Viceministro acepta que él y equipo legal redactaron proyecto para sancionar medios

plan​Ministra de Ciencia y Tecnología afirma que asume el costo político

El viceministro de Ciencia y Tecnología, Allan Ruiz, aceptó este martes que el proyecto de ley para sancionar medios de comunicación fue elaborado por él y un equipo de 23 abogados de la institución.

Ruiz reconoció que él y el equipo legal hicieron una actualización del régimen sancionatorio de la ley de radio para incluirla en el borrador del proyecto de ley, con el fin de que fuera discutida.

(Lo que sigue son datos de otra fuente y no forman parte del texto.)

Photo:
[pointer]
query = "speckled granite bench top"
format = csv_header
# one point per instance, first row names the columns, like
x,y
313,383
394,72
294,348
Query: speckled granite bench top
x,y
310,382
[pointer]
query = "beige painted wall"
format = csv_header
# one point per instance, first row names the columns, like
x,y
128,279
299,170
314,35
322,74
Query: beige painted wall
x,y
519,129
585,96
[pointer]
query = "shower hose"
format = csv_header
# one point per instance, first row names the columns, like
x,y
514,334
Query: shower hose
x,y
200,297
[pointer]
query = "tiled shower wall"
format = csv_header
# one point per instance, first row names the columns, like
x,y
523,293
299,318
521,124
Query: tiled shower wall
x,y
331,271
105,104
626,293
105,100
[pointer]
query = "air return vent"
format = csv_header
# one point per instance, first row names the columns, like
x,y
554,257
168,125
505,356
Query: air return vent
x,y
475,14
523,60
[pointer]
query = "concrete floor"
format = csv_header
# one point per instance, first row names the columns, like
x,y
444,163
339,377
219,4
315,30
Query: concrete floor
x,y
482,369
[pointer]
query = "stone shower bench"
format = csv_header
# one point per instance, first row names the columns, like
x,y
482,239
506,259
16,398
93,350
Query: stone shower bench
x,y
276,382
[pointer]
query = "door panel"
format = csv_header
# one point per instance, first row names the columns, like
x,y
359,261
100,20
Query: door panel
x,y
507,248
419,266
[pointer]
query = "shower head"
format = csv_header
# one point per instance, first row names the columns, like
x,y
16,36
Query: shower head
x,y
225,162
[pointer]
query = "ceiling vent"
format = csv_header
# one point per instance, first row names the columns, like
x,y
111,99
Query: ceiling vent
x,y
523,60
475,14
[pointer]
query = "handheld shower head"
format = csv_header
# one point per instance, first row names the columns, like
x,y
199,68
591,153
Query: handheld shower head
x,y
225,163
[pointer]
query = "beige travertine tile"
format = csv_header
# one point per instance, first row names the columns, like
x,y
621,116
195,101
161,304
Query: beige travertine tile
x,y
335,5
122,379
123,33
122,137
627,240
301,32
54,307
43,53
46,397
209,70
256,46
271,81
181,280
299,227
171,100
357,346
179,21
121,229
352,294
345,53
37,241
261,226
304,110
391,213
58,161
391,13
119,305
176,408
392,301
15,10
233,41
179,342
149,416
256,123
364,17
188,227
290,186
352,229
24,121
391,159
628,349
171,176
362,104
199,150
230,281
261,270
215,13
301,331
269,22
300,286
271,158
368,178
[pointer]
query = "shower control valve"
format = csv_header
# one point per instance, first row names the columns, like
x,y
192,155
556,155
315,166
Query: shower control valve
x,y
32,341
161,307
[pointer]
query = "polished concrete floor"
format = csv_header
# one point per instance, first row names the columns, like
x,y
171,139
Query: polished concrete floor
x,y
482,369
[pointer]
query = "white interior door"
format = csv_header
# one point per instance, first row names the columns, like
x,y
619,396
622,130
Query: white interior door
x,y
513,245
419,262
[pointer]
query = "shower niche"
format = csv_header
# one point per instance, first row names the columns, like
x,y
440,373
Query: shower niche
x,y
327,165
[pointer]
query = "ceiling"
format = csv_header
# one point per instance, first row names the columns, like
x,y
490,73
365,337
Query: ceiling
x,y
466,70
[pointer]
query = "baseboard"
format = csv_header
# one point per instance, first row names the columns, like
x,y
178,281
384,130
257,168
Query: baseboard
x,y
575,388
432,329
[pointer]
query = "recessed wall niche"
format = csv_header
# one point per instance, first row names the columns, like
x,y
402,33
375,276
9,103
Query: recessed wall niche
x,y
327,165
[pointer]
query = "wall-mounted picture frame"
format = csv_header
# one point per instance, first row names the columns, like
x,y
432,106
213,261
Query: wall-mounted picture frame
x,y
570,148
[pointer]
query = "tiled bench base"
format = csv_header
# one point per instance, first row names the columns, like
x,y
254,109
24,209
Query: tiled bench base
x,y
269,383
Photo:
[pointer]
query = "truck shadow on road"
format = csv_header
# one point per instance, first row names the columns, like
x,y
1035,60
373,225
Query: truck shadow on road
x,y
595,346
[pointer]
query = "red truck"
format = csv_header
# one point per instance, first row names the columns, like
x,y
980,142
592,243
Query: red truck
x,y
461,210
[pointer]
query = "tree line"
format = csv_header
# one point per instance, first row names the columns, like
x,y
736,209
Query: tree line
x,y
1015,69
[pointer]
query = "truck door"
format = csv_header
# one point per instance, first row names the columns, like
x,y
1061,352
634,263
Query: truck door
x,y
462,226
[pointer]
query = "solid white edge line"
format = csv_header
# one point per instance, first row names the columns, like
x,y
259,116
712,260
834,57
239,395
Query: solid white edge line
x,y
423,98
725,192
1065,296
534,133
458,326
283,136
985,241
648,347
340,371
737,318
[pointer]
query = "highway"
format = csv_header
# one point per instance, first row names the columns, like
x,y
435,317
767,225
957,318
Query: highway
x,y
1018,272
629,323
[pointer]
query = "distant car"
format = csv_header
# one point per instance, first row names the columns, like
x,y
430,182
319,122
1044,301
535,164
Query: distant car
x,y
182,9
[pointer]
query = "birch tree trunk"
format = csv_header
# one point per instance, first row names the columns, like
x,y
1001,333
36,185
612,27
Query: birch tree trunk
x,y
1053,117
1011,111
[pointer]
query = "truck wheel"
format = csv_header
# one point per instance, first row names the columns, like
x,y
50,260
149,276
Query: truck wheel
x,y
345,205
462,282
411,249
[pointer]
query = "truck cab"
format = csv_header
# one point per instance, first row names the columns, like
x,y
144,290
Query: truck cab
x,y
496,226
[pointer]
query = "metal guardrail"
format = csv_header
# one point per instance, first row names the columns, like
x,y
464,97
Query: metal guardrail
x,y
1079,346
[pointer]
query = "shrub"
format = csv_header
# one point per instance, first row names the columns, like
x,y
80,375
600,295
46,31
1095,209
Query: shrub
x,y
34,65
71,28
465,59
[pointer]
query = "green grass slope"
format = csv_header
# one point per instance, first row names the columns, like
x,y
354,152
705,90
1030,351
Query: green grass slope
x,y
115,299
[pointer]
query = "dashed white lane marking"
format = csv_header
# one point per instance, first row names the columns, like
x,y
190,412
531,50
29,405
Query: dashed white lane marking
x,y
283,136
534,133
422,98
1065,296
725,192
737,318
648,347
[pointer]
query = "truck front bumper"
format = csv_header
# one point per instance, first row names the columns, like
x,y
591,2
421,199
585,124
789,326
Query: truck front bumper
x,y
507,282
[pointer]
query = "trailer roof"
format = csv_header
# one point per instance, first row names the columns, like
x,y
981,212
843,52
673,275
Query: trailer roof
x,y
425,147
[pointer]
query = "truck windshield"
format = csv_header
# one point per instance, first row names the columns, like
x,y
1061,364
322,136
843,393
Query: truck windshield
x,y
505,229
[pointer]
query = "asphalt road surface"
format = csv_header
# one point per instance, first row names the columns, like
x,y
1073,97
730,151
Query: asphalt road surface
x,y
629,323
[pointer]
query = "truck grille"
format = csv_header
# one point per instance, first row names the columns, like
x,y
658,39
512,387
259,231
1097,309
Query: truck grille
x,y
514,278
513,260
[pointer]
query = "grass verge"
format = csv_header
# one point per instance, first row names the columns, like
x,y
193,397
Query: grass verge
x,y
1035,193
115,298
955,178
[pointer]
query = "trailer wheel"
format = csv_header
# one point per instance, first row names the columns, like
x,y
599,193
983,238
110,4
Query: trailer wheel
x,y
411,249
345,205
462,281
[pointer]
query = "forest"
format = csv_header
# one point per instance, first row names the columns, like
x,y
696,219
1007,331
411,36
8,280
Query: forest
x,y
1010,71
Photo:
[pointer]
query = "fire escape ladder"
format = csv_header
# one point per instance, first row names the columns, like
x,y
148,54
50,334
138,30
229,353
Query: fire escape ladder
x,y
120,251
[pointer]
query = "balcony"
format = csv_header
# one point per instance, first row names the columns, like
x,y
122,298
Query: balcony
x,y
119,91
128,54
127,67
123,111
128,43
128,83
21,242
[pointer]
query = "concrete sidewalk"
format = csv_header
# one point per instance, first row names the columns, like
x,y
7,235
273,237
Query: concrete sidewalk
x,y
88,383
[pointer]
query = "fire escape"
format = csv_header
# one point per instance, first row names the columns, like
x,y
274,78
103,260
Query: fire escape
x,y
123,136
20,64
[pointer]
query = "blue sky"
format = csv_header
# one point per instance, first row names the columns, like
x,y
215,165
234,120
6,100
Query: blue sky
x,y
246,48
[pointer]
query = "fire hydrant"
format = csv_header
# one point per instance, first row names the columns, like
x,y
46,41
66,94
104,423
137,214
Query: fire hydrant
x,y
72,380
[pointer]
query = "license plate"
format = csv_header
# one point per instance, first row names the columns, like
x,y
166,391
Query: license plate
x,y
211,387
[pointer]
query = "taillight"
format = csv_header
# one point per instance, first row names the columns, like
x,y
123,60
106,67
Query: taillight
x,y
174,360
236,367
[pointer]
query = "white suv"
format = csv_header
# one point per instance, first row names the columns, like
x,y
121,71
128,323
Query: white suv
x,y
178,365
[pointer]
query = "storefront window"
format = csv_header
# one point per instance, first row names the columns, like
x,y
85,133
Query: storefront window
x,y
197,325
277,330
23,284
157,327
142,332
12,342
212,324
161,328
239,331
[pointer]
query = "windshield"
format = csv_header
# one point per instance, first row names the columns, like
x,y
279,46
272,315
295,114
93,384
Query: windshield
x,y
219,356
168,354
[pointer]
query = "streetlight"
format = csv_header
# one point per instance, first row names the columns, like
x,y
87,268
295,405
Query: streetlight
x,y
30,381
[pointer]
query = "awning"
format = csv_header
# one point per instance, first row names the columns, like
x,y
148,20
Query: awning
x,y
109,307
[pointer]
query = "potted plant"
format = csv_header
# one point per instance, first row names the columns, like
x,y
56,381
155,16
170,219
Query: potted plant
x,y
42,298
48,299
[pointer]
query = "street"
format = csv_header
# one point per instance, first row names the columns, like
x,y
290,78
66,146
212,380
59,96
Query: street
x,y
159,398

AmeliaRueda.com solicitó la lista de los 23 abogados que elaboraron el primer borrador del proyecto de ley, pero la encargada de prensa del Ministerio de Ciencia y Tecnología (Micit), María Antonieta Corrales, dijo que la enviarán entre este martes y el miércoles.

El Viceministro explicó que el régimen de sanciones y penas propuesto en el primer borrador se hizo para atender una orden de la Contraloría Gerenal de la República, que obliga a actualizar esa legislación.

Ruiz destacó que también se incluyeron cambios en otros temas como el uso del espectro de radio y las frecuencias.

La ministra de Ciencia y Tecnología, Gísela Kopper, rechazó el régimen de sanciones que propuso su propio Viceministro y el grupo de 23 abogados de la institución.

Insistió que fue un elemento más de la discusión y que será eliminado del segundo borrador del proyecto que se repartirá esta misma semana.

Kopper no pudo decir ningún nombre de los abogados que participaron en la elaboración de la ley tras una consulta de prensa y dijo que aceptaba el precio político que generó esta discusión en el país.

El apartado de sanciones de la iniciativa establece multas de entre ¢4 y ¢40 millones para los medios que comentan faltas graves contempladas dentro de la ley.

El Micit tiene desde diciembre en consulta pública el borrador del proyecto de ley de radiodifusión que plantea -entre otras cosas- el cierre de medios de comunicación que publiquen dos noticias que sean mentira en un mismo año.

También se exponen a esa sanción los medios que publiquen palabras "vulgares" o frases "contrarias a las buenas costumbres". Esas faltas serían determinadas por un grupo de asesores nombrados a dedo político.